Distinct Pulmonary Vein Antral Substrate-Activation Relationships Are Revealed Through Deep Learning of AF Electrograms

Andrew Nguyen

Abstract 2304117, presented at Western Atrial Fibrillation Symposium 2026

Current atrial fibrillation (AF) substrate definition includes both static (voltage) and dynamic (LAT, activation patterns) parameters. However, none of these parameters fully capture the nonlinear, time-evolving dynamics of AF. Although prior studies have characterized the structural and functional properties of the pulmonary vein (PV) antrum, its AF-state dynamical behavior has not been well defined and whether this enables patient tailored lesion sets. We hypothesized that high-density AF electrograms contain distinct nonlinear dynamical signs that predict the ablation targets around the PV antra.AF electrograms from a publicly available OpenEP dataset (4,207 vertices; 59,000 samples) were analyzed for substrate metrics (Shannon entropy, bipolar voltage, local activation time, rotor score, stable activation times) and nonlinear dynamics (lag-1 autocorrelation (AC1), recurrence quantification analysis - recurrence rate (RQA-RR), fluctuation analysis, sample entropy, Hurst exponent). A deep learning classifier was trained using both conventional substrate and dynamical features to differentiate PV-antral lesions (defined by wide area circumferential ablation (WACA)) from the remainder of the left atrium (LA). Model performance, feature importance, and ablation probability fields were evaluated.The model accurately identified PV-antral regions (AUC 0.93).

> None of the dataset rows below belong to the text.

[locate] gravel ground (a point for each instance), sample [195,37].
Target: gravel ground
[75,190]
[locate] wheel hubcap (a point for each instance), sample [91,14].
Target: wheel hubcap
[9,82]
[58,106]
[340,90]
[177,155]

Permutation feature analysis showed that nonlinear dynamical metrics, such as AC1 (temporal organization) and recurrence rate contributed most strongly to classification. Except unipolar Shannon entropy, activation-based features such as voltage, local activation time, and stable activation times had moderate effects. The learned probability map formed a sharply circumscribed ring around the PV antra, closely matching clinical WACA ablation targets. Lastly, a few extra-PV sites also exhibited strong dynamical signals in the probability map.AF electrograms contain unique nonlinear dynamics localized to the PV antrum. These features provided greater discriminatory value than traditional substrate markers and produced ablation probability fields that aligned with clinical WACA lesion sets. These findings suggest that AF nonlinear dynamics may carry additional information beyond conventional substrate mapping and help guide personalized ablation therapies.